Nove le serate previste, distribuite nei weekend dall’11 al 13, dal 18 al 20 e dal 25 al 27 settembre. Al centro dell’iniziativa ci saranno le eccellenze delle cinque province del Lazio, raccontate attraverso produzioni tipiche, vino, olio, cucina e ricerca.
A piazza delle Barrozze, all’interno del Castello di Santa Severa, il pubblico potrà scegliere tra tre percorsi dedicati alle principali espressioni dell’agroalimentare regionale.
“I Pascoli e la Storia” sarà dedicato a salumi e formaggi, mentre “Vigne e Uliveti” accompagnerà i visitatori alla scoperta dei vini a denominazione e dell’olio extravergine di oliva. Il terzo itinerario, “Grani e Farine”, sarà invece dedicato alla pasta, alla pizza e all’arte della panificazione.
Un viaggio nel gusto che punta a valorizzare la varietà e la ricchezza di un territorio dove tradizione e innovazione convivono.

A completare l’esperienza sarà il Food Village, dove saranno protagonisti ortofrutta di stagione, produzioni casearie e norcine, pani, dolci e piatti della tradizione reinterpretati in chiave contemporanea.
Spazio anche all’Enoteca regionale, all’Oleoteca e a un’area dedicata alla mixology territoriale. Ogni serata proporrà inoltre degustazioni, masterclass e cooking show, offrendo al pubblico l’opportunità di conoscere più da vicino prodotti e tecniche della cucina laziale.
Particolare attenzione sarà riservata al comparto vitivinicolo, con la partecipazione di numerose cantine regionali e la valorizzazione di vitigni come Cesanese, Bellone, Malvasia puntinata, Moscato di Terracina, Aleatico e Maturano.
Per l’assessore all’Agricoltura e alla Sovranità Alimentare Giancarlo Righini, “Assaggia il Lazio” rappresenta un’occasione per avvicinare cittadini e visitatori alla ricchezza delle produzioni regionali e, allo stesso tempo, offrire alle imprese agricole e agroalimentari nuove opportunità di promozione.
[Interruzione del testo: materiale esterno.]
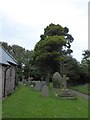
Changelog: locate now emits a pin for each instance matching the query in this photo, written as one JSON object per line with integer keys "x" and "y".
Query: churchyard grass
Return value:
{"x": 25, "y": 102}
{"x": 82, "y": 88}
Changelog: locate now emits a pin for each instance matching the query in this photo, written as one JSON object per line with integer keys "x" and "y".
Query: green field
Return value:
{"x": 82, "y": 88}
{"x": 25, "y": 102}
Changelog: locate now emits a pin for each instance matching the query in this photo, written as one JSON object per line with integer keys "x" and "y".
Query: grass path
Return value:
{"x": 28, "y": 103}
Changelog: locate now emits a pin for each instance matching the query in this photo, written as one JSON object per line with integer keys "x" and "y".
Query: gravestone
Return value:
{"x": 64, "y": 83}
{"x": 45, "y": 91}
{"x": 43, "y": 83}
{"x": 65, "y": 93}
{"x": 56, "y": 80}
{"x": 37, "y": 85}
{"x": 48, "y": 80}
{"x": 27, "y": 83}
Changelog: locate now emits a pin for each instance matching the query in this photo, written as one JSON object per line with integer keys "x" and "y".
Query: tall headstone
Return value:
{"x": 45, "y": 91}
{"x": 37, "y": 85}
{"x": 64, "y": 79}
{"x": 48, "y": 80}
{"x": 43, "y": 83}
{"x": 56, "y": 79}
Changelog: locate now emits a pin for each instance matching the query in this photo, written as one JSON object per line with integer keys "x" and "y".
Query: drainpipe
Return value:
{"x": 5, "y": 80}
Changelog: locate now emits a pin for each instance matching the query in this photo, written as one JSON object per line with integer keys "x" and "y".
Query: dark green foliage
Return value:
{"x": 24, "y": 59}
{"x": 49, "y": 51}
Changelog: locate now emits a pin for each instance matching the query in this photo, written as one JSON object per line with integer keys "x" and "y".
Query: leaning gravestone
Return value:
{"x": 65, "y": 93}
{"x": 43, "y": 83}
{"x": 37, "y": 85}
{"x": 27, "y": 83}
{"x": 56, "y": 79}
{"x": 45, "y": 91}
{"x": 48, "y": 80}
{"x": 56, "y": 82}
{"x": 64, "y": 83}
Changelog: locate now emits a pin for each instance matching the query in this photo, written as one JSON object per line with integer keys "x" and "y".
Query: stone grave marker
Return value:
{"x": 37, "y": 85}
{"x": 56, "y": 79}
{"x": 43, "y": 83}
{"x": 45, "y": 91}
{"x": 48, "y": 80}
{"x": 64, "y": 79}
{"x": 27, "y": 83}
{"x": 56, "y": 82}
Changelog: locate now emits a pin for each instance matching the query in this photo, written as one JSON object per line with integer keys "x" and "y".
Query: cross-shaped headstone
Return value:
{"x": 64, "y": 78}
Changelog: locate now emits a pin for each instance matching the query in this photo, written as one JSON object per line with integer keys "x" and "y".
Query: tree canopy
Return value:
{"x": 49, "y": 51}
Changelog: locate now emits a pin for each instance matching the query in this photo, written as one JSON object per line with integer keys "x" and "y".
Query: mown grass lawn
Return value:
{"x": 25, "y": 102}
{"x": 83, "y": 88}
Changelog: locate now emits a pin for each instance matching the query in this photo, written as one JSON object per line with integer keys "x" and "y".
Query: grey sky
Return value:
{"x": 23, "y": 21}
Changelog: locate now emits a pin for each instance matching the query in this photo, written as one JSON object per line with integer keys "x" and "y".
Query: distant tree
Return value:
{"x": 24, "y": 59}
{"x": 49, "y": 51}
{"x": 85, "y": 67}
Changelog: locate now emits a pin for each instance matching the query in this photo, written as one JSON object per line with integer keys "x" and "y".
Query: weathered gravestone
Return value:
{"x": 27, "y": 83}
{"x": 45, "y": 91}
{"x": 56, "y": 82}
{"x": 37, "y": 85}
{"x": 48, "y": 80}
{"x": 43, "y": 83}
{"x": 64, "y": 81}
{"x": 65, "y": 93}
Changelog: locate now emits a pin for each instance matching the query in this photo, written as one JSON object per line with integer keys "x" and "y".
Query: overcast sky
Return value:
{"x": 23, "y": 21}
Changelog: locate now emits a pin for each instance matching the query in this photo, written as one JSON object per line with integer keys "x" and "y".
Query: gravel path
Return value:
{"x": 80, "y": 94}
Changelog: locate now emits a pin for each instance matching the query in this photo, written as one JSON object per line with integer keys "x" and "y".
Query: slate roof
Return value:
{"x": 6, "y": 58}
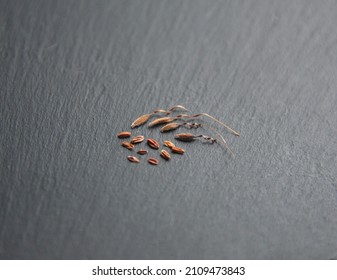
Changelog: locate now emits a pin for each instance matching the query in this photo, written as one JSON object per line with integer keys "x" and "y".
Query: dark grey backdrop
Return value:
{"x": 74, "y": 73}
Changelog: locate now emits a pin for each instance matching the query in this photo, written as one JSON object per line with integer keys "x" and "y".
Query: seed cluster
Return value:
{"x": 169, "y": 125}
{"x": 152, "y": 143}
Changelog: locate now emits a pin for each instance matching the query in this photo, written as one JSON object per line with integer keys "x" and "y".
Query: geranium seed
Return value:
{"x": 177, "y": 150}
{"x": 141, "y": 120}
{"x": 127, "y": 145}
{"x": 153, "y": 143}
{"x": 165, "y": 154}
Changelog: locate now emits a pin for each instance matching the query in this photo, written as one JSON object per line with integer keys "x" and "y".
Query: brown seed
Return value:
{"x": 141, "y": 120}
{"x": 170, "y": 126}
{"x": 133, "y": 159}
{"x": 137, "y": 139}
{"x": 186, "y": 137}
{"x": 161, "y": 121}
{"x": 124, "y": 134}
{"x": 127, "y": 145}
{"x": 177, "y": 150}
{"x": 169, "y": 144}
{"x": 153, "y": 143}
{"x": 165, "y": 154}
{"x": 153, "y": 161}
{"x": 142, "y": 152}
Il progetto vuole quindi andare oltre la semplice degustazione, mettendo in relazione il pubblico con chi ogni giorno produce e valorizza le eccellenze del territorio.

Un concetto ribadito anche dal presidente di ARSIAL Massimiliano Raffa, secondo il quale “Assaggia il Lazio” non è soltanto una vetrina di prodotti, ma il racconto di un sistema agroalimentare capace di custodire le proprie radici e guardare al futuro.
Agricoltori, imprese, ricerca e cucina diventano così parti di un unico racconto, nel quale l’identità del territorio si unisce alla capacità di innovare.
Con “Assaggia il Lazio”, il Castello di Santa Severa diventa dunque per tre weekend una vetrina delle produzioni regionali e un luogo di incontro diretto tra consumatori e produttori.
Un’occasione per conoscere le diverse anime dell’agroalimentare laziale attraverso il vino, l’olio, i formaggi, i salumi, i cereali, la panificazione e la cucina,
ma anche per scoprire il lavoro, le competenze e la ricerca che rendono queste produzioni un patrimonio economico e culturale del territorio.